On loan from the Segura Arts Studio, Notre Dame Center for Arts and Culture.
Guest Curators: Joseph Segura, Jessica O’Hearn and Jill Lerner
Images of Social Justice from the Segura Arts Studio illustrates the history of Segura Art Studio by describing its mission of working with underrepresented artists through their published artwork. Master printer Joseph Segura, founded the Segura Publishing Company in Tempe, Arizona in 1981. The studio was renamed Segura Arts Studio when it was welcomed into the University of Notre Dame in 2013. The studio has played an important role in contemporary printmaking with an initial focus on collaboration with artist-printmakers and on the technical aspects and aesthetics of various print processes. The initial focus was expanded to include artists whose creative work had a strong political message. Segura was drawn to marginalized artists: women, African and Native Americans, as well as Latino artists. The studio continues to emphasize the importance of collaborative practice as well as education and activism.
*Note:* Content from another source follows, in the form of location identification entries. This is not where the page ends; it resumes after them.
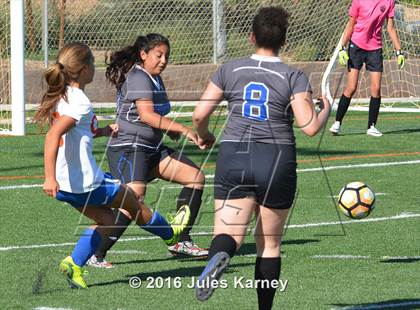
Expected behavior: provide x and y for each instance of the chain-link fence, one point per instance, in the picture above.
(200, 32)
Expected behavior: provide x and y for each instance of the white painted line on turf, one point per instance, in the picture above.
(401, 257)
(20, 186)
(398, 305)
(128, 252)
(379, 219)
(341, 256)
(50, 308)
(211, 176)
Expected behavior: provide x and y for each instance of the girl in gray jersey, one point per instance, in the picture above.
(256, 165)
(137, 155)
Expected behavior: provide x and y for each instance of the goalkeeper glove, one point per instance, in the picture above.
(343, 56)
(400, 59)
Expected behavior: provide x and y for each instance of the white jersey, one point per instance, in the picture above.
(76, 168)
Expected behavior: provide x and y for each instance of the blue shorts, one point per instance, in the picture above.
(101, 196)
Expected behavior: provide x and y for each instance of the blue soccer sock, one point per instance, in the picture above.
(86, 246)
(159, 226)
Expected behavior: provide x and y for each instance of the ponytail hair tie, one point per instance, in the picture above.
(60, 65)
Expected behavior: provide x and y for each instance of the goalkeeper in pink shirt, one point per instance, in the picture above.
(364, 35)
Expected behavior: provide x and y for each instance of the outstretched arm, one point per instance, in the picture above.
(210, 99)
(393, 34)
(348, 31)
(150, 117)
(306, 117)
(52, 143)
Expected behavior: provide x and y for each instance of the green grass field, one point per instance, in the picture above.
(372, 263)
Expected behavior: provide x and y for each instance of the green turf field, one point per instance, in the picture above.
(372, 264)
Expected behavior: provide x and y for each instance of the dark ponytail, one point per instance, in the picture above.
(121, 61)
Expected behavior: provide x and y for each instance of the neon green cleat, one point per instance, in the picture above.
(73, 273)
(178, 224)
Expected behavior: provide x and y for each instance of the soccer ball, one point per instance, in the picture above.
(356, 200)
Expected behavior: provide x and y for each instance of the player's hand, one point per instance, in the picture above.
(343, 57)
(207, 141)
(173, 135)
(191, 136)
(400, 59)
(107, 131)
(51, 187)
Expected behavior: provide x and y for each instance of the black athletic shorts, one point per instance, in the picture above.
(264, 171)
(373, 59)
(136, 163)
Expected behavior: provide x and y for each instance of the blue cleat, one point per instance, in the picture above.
(208, 281)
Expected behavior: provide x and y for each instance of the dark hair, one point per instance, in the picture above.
(71, 60)
(121, 61)
(270, 27)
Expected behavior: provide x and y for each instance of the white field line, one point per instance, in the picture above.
(396, 305)
(340, 256)
(51, 308)
(379, 219)
(211, 176)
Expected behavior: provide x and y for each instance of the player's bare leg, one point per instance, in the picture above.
(375, 103)
(343, 105)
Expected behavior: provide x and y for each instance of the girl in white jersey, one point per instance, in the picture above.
(256, 164)
(71, 172)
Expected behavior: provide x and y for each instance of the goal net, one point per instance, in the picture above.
(203, 34)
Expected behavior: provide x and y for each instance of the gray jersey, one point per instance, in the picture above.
(139, 85)
(258, 90)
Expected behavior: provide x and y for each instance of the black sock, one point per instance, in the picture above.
(266, 268)
(343, 106)
(222, 243)
(121, 225)
(192, 198)
(374, 105)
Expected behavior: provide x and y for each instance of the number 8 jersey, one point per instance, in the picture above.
(258, 90)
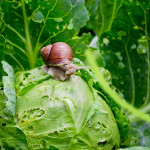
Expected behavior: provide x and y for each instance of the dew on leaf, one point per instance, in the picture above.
(121, 65)
(118, 54)
(38, 17)
(57, 27)
(70, 26)
(136, 28)
(141, 49)
(133, 46)
(121, 34)
(106, 41)
(138, 70)
(58, 19)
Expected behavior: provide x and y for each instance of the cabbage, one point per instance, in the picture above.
(65, 115)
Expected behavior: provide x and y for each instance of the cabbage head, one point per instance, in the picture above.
(67, 115)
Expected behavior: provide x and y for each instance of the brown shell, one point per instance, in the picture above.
(61, 53)
(45, 51)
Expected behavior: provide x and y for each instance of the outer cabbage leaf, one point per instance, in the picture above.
(120, 115)
(140, 133)
(55, 114)
(11, 137)
(9, 88)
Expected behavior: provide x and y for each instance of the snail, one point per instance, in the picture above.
(58, 61)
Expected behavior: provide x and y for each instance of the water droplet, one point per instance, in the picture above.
(106, 41)
(57, 27)
(142, 47)
(118, 54)
(133, 46)
(70, 26)
(138, 70)
(121, 65)
(58, 19)
(136, 27)
(121, 33)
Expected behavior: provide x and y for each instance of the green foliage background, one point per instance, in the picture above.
(116, 32)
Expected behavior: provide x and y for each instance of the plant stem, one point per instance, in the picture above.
(28, 39)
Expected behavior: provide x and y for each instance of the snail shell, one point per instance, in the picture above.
(57, 54)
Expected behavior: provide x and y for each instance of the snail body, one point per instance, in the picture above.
(58, 61)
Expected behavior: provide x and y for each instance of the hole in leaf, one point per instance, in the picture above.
(3, 124)
(102, 143)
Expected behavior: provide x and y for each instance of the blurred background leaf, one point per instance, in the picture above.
(30, 25)
(125, 50)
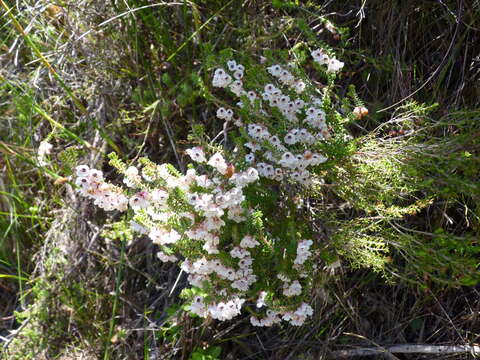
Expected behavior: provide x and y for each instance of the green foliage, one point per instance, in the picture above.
(208, 353)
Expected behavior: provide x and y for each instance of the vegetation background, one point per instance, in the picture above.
(400, 222)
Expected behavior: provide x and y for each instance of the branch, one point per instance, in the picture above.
(409, 349)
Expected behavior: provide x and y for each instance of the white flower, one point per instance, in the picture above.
(218, 162)
(82, 170)
(196, 154)
(334, 65)
(45, 148)
(248, 241)
(232, 65)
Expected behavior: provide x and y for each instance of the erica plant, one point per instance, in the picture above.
(232, 221)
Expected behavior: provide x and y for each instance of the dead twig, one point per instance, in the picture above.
(408, 349)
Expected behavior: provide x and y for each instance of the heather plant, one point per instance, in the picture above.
(232, 221)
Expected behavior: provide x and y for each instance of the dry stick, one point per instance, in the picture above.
(45, 62)
(408, 349)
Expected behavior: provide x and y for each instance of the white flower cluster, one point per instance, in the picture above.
(322, 58)
(209, 203)
(90, 183)
(207, 221)
(279, 156)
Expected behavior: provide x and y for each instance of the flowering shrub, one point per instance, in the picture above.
(233, 221)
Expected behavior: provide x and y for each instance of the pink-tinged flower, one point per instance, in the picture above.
(196, 154)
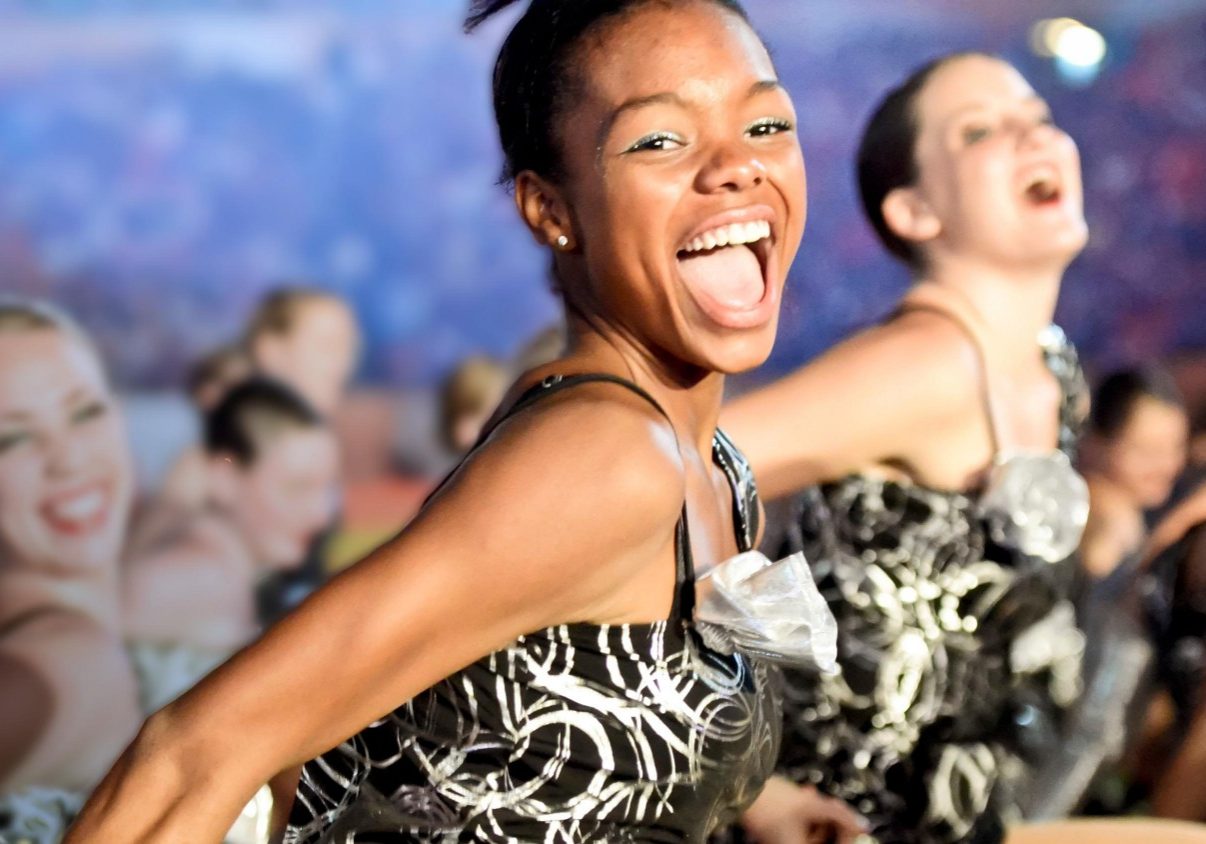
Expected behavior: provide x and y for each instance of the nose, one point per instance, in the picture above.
(1036, 135)
(731, 166)
(68, 452)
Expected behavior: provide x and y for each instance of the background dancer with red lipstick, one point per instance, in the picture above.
(69, 698)
(521, 662)
(958, 644)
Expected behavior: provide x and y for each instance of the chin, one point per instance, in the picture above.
(735, 355)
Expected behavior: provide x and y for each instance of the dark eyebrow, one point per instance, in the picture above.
(671, 98)
(633, 104)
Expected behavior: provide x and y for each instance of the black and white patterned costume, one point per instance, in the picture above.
(956, 656)
(574, 733)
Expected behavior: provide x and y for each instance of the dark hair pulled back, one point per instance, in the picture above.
(536, 75)
(887, 157)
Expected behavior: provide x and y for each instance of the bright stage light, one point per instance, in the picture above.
(1077, 50)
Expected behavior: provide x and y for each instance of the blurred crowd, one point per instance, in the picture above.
(113, 599)
(224, 158)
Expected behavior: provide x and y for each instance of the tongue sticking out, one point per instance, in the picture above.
(729, 277)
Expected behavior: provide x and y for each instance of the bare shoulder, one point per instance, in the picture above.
(923, 353)
(595, 443)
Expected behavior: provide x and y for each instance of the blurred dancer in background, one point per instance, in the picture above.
(69, 701)
(955, 629)
(189, 596)
(468, 397)
(308, 339)
(1135, 449)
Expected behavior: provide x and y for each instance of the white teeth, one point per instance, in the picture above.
(730, 235)
(78, 507)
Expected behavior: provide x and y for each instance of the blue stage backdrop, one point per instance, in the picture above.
(162, 164)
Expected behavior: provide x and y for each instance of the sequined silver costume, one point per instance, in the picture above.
(956, 654)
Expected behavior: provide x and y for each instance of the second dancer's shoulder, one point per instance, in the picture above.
(864, 402)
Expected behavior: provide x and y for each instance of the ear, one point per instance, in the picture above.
(544, 209)
(909, 216)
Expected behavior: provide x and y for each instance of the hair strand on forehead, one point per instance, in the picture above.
(534, 72)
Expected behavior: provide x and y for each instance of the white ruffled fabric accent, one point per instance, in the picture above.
(770, 610)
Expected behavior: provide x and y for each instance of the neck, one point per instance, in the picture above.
(1011, 306)
(93, 595)
(690, 396)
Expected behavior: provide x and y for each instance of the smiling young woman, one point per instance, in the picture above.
(941, 508)
(521, 662)
(69, 702)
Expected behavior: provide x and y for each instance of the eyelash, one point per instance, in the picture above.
(762, 128)
(776, 123)
(648, 141)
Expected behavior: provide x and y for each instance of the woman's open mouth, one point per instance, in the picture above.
(726, 265)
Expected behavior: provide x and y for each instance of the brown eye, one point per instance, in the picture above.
(88, 412)
(973, 134)
(11, 439)
(770, 125)
(660, 141)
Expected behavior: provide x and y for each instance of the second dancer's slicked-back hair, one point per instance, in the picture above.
(887, 157)
(534, 74)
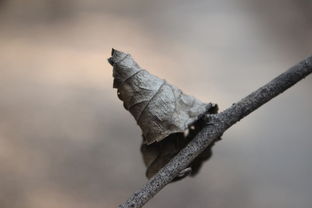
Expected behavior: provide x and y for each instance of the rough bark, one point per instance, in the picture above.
(217, 124)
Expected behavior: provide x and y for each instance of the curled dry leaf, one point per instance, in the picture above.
(163, 112)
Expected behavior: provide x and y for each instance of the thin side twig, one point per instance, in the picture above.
(218, 124)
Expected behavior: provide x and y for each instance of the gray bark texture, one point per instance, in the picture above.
(217, 124)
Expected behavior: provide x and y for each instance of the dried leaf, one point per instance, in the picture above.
(159, 108)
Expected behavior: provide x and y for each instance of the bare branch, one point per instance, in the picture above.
(218, 123)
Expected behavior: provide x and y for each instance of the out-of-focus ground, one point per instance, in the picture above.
(66, 140)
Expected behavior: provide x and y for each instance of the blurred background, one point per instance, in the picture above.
(66, 140)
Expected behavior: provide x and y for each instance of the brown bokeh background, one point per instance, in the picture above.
(66, 141)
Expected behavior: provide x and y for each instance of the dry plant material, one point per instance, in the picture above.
(167, 117)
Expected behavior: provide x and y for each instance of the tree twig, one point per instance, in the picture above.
(218, 124)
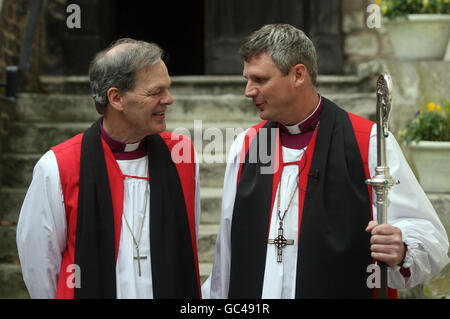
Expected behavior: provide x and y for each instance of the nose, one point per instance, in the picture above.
(250, 91)
(167, 99)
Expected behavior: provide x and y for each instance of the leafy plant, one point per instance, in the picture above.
(400, 8)
(431, 124)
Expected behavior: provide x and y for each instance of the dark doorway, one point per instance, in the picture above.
(176, 25)
(229, 22)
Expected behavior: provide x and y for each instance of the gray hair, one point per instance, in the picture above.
(286, 45)
(117, 67)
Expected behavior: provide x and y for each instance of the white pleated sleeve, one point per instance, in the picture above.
(408, 209)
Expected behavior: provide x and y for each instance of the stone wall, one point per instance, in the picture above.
(362, 44)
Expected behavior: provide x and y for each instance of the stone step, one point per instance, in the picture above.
(8, 247)
(18, 169)
(37, 138)
(12, 199)
(207, 84)
(207, 235)
(11, 282)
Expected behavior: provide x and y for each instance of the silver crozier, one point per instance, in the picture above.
(382, 181)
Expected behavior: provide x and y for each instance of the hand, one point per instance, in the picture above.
(386, 243)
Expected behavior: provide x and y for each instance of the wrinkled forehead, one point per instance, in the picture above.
(155, 76)
(260, 63)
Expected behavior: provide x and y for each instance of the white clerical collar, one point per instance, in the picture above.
(131, 147)
(296, 128)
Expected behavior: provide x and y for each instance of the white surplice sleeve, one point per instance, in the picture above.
(217, 284)
(410, 210)
(197, 195)
(42, 230)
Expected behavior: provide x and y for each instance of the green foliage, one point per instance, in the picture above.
(400, 8)
(432, 124)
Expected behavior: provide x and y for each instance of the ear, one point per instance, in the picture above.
(300, 74)
(115, 98)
The artists represented in Images of Social Justice creatively struggle with concerns regarding abuse of power, culture wars, gender and citizenship. These struggles are all too frequently showcased in current media as divisive and polarizing. With a new generation of artist-activists working in studios across the country, the conversation between artists and audience continues. Providing artists with access to a print studio in a university setting and a way to share their ideas is central to the mission of Segura Arts, as is the placement of the work in museums where it will be seen by a wider audience and continue to influence contemporary culture. In conjunction with Appalachian State University’s mission to embrace diversity and difference, the Turchin Center for the Visual Arts is honored to showcase a variety of work from the Segura Arts Studio.
This exhibition is brought to you in part by Tina and Gary Silverstein.
About the artist
Enrique Chagoya
Born in Mexico City, Mexico, Enrique Chagoya examines the recurring subjects of colonialism and oppression that continue to influence contemporary American foreign policy. He uses images from American culture, placing them within the context of an indigenous or third world perspective. Drawing from his experiences living on both sides of the United States-Mexico border in the late 70s, and also in Europe in the late 90s, Enrique Chagoya juxtaposes secular, popular, and religious symbols in order to address the ongoing cultural clash between the United States, Latin America, and the world. He uses familiar pop icons to create deceptively friendly points of entry for the discussion of complex issues. Through these seemingly harmless characters, Chagoya examines the cultural clash that continues to riddle contemporary life. He has been the recipient of numerous awards such as two National Endowment for the Arts artist fellowships; a Tiffany Fellowship; an award from the American Academy of Arts and Letters; a President’s Award for Excellence from the San Francisco Art Institute; and a grant from Artadia.
Chagoya is currently a professor at Stanford University’s Department of Art and Art History.
Terry Evans
Terry Evans is a Chicago based photographer whose work examines the American landscape, capturing the relationship between humans and nature. Her aerial photographs have focused on the natural beauty of the plains and on alterations made to the land by industry and development.
Graciela Iturbide
Graciela Iturbide is a Latin American photographer who focuses on the culture, rituals, and everyday life of Mexico. Her photographs often explore gender, the role of women, and cultures in which women are economically, politically, and sexually independent.
Sue Coe
Sue Coe uses prints and drawings to bring awareness to factory farming, capitalism, and social injustice. Having grown up across from a slaughterhouse, Coe developed a passion to stop cruelty to animals and she often sells prints to benefit animal rights organizations. In 1996, Coe was artist in residence at The Segura Publishing Company in Tempe, Arizona. She asked, master print maker, Joe Segura to model for her. She insisted that he pose as if he were being arrested, and Segura reluctantly obliged. Coe’s print serves as an example of what immigrants endure on a regular basis.
Luis Jiménez
Luis Jiménez explored the idea of bridging cultures and seeking cultural identity through legends of the past. Jiménez became a contemporary spokesman on co-mingling of cultures, both as they accrued in historic Mexico and as they continue in the American Southwest.